Primary intended users: The primary intended users of the model are researchers and hobbyists in computer vision, natural language processing, machine learning, and artificial intelligence.

License Notices

This project utilizes certain datasets and checkpoints that are subject to their respective original licenses. Users must comply with all terms and conditions of these original licenses, including but not limited to the OpenAI Terms of Use for the dataset and the specific licenses for base language models for checkpoints trained using the dataset (e.g. Llama-1/2 community license for LLaMA-2 and Vicuna-v1.5, Tongyi Qianwen LICENSE AGREEMENT and META LLAMA 3 COMMUNITY LICENSE AGREEMENT). This project does not impose any additional constraints beyond those stipulated in the original licenses. Furthermore, users are reminded to ensure that their use of the dataset and checkpoints is in compliance with all applicable laws and regulations.

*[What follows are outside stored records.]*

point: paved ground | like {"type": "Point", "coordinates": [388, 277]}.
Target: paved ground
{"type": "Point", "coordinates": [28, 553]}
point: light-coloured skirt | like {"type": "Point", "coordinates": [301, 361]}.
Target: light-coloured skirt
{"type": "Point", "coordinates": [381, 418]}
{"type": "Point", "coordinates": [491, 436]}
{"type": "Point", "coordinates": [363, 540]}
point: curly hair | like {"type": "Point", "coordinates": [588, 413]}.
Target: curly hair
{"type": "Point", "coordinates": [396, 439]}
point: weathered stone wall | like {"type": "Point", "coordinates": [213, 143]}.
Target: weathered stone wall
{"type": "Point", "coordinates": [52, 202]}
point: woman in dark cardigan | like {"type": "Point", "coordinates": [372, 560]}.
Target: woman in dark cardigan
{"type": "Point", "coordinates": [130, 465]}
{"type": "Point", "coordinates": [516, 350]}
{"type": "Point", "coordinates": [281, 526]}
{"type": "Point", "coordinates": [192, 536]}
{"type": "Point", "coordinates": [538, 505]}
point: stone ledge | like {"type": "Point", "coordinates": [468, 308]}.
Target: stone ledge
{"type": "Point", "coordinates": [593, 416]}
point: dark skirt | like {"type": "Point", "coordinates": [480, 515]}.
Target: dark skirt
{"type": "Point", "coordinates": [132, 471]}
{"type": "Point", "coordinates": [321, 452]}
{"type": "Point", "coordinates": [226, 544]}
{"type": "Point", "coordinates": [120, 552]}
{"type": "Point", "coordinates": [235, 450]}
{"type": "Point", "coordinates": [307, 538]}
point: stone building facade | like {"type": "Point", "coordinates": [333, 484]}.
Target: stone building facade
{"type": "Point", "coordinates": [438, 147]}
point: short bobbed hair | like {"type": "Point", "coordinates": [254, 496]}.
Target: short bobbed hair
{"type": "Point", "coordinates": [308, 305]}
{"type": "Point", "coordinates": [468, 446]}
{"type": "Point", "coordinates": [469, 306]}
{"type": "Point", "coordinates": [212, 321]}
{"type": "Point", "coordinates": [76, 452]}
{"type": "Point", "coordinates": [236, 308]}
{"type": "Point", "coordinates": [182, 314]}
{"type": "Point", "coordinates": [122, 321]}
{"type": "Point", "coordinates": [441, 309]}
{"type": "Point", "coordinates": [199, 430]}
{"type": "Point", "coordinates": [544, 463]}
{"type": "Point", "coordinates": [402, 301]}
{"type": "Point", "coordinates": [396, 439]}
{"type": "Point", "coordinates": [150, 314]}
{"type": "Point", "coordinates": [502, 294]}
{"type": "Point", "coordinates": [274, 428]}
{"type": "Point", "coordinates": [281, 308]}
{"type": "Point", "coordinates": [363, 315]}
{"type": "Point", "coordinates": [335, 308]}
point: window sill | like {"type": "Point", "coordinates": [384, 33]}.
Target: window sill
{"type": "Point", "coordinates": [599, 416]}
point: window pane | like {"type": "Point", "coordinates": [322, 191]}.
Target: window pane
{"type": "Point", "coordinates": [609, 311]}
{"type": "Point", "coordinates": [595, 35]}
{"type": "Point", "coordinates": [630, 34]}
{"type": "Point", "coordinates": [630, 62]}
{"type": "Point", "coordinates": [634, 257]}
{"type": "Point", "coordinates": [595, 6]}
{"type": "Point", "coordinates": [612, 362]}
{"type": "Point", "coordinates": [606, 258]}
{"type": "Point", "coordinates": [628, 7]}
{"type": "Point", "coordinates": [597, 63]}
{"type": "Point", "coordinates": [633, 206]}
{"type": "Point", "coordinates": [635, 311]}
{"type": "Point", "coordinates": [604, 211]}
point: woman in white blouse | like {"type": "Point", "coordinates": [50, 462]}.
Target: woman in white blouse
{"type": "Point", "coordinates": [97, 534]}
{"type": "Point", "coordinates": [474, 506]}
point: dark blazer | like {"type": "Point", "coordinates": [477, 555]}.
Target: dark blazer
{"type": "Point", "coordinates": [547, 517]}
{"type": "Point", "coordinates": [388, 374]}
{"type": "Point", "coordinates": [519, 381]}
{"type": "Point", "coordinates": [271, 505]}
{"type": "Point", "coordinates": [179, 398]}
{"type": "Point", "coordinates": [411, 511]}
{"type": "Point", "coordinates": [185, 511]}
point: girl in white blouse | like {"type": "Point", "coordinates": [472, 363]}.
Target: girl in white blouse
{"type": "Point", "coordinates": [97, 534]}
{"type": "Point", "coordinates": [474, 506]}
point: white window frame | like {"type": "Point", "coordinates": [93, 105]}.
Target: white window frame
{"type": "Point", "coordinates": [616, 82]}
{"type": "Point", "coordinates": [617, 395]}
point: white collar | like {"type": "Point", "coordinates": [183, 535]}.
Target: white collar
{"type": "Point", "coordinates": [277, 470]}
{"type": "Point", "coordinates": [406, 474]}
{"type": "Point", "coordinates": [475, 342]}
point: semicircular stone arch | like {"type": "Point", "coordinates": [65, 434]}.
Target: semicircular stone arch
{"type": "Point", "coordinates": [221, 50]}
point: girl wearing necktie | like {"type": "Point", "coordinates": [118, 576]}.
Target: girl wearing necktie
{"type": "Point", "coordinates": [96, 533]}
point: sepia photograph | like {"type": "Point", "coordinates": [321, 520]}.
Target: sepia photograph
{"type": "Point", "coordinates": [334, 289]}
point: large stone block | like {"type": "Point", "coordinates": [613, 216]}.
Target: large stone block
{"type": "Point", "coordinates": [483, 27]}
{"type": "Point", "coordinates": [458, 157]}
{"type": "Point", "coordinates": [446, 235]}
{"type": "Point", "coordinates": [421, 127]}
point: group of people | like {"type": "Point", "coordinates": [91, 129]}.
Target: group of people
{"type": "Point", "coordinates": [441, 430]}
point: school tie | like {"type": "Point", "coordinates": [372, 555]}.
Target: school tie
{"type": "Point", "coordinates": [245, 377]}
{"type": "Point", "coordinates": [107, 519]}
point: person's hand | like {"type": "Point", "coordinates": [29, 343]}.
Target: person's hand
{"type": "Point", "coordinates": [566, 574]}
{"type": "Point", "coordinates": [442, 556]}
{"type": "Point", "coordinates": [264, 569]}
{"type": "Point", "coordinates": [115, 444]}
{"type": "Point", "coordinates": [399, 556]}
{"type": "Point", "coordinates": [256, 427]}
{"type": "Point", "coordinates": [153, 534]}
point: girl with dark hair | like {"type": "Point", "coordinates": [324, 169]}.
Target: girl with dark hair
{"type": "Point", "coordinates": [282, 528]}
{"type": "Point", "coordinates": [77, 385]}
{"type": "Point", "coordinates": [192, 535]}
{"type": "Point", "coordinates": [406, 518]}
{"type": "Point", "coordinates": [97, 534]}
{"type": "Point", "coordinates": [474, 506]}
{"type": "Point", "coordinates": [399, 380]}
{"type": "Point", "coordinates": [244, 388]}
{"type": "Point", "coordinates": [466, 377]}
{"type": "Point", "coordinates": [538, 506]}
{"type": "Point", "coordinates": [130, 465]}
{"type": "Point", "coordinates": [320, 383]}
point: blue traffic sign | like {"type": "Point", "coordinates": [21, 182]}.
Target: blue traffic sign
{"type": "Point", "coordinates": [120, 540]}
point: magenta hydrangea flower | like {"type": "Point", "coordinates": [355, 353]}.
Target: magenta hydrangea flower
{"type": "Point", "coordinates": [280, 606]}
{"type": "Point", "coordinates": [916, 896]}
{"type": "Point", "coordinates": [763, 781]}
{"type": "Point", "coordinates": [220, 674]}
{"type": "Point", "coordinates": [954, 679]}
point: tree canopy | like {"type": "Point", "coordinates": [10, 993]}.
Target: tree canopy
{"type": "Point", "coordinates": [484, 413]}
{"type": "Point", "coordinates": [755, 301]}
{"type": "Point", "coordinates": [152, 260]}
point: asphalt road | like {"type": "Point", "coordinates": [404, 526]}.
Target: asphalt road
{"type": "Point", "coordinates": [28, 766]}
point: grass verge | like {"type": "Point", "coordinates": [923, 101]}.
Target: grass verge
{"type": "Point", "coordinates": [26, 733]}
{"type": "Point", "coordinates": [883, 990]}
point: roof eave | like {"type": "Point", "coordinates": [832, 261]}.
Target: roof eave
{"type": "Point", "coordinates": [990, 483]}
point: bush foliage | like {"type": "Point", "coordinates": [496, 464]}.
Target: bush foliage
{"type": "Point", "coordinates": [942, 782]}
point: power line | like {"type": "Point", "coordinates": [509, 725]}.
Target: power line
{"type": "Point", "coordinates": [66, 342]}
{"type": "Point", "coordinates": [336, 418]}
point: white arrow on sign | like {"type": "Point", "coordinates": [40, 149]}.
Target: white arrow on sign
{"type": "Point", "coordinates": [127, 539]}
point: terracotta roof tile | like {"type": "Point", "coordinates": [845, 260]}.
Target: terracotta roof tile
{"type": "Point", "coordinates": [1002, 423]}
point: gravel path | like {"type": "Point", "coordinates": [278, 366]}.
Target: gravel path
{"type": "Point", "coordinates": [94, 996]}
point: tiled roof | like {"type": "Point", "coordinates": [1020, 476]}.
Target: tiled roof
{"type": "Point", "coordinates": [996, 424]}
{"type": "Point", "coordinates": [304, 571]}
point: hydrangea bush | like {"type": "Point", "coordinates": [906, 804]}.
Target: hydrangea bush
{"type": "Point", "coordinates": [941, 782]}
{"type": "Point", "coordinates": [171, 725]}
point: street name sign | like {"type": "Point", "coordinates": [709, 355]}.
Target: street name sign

How to Get Started with the Model

Use the code below to get started with the model.

[More Information Needed]

Training Details

Training Procedure

We conducted the training on LLaVA-1.6's codebase with adding support of Llama-3 and Qwen model.

Training Hyperparameters

LLM_VERSION="Qwen/Qwen1.5-32B-Chat"
LLM_VERSION_CLEAN="${LLM_VERSION//\//_}"
VISION_MODEL_VERSION="google/siglip-so400m-patch14-384"
VISION_MODEL_VERSION_CLEAN="${VISION_MODEL_VERSION//\//_}"

PROMPT_VERSION=plain
PRETRAIN_DATA_VERSION="blip558k"
############### Pretrain ################

BASE_RUN_NAME="llavanext-${LLM_VERSION_CLEAN}-${VISION_MODEL_VERSION_CLEAN}-pretrain_${PRETRAIN_DATA_VERSION}_plain"
echo "BASE_RUN_NAME: ${BASE_RUN_NAME}"

PROMPT_VERSION="qwen_1_5"
MID_RUN_NAME="llavanext-${LLM_VERSION_CLEAN}-${VISION_MODEL_VERSION_CLEAN}-pretrain_${PRETRAIN_DATA_VERSION}_plain-ft_la1_6mix_d32k"
echo "MID_RUN_NAME: ${MID_RUN_NAME}"

torchrun # with necessary torchrun information for distributed training\
    llava/train/train_mem.py \
    --deepspeed scripts/zero3.json \
    --model_name_or_path $LLM_VERSION \
    --version $PROMPT_VERSION \
    --data_path="/path/to/data/llava_instruct/llava1_6mix.json" \
    --image_folder /path/to/data/llava_data \
    --pretrain_mm_mlp_adapter="./checkpoints/projectors/${BASE_RUN_NAME}/mm_projector.bin" \
    --mm_tunable_parts="mm_vision_tower,mm_mlp_adapter,mm_language_model" \
    --mm_vision_tower_lr=2e-6 \
    --vision_tower ${VISION_MODEL_VERSION} \
    --mm_projector_type mlp2x_gelu \
    --mm_vision_select_layer -2 \
    --mm_use_im_start_end False \
    --mm_use_im_patch_token False \
    --group_by_modality_length True \
    --image_aspect_ratio anyres \
    --image_grid_pinpoints "[(336, 672), (672, 336), (672, 672), (1008, 336), (336, 1008)]" \
    --mm_patch_merge_type spatial_unpad \
    --bf16 True \
    --run_name $MID_RUN_NAME \
    --output_dir ./checkpoints/$MID_RUN_NAME \
    --num_train_epochs 1 \
    --per_device_train_batch_size 1 \
    --per_device_eval_batch_size 4 \
    --gradient_accumulation_steps 2 \
    --evaluation_strategy "no" \
    --save_strategy "steps" \
    --save_steps 3000 \
    --save_total_limit 1 \
    --learning_rate 1e-5 \
    --weight_decay 0. \
    --warmup_ratio 0.03 \
    --lr_scheduler_type "cosine" \
    --logging_steps 1 \
    --tf32 True \
    --model_max_length 32768 \
    --gradient_checkpointing True \
    --dataloader_num_workers 8 \
    --lazy_preprocess True \
    --report_to wandb \
    --torch_compile True \
    --torch_compile_backend "inductor"
    --dataloader_drop_last True

Training Data

[Pretrain] 558K filtered image-text pairs from LAION/CC/SBU, captioned by BLIP.
158K GPT-generated multimodal instruction-following data.
500K academic-task-oriented VQA data mixture.
50K GPT-4V data mixture.
40K ShareGPT data.
20K COCO Caption data.

Speeds, Sizes, Times [optional]

The training cost is 30-40 hours on 8 x 8 NVIDIA A100-SXM4-80GB (may vary due to hardware differences).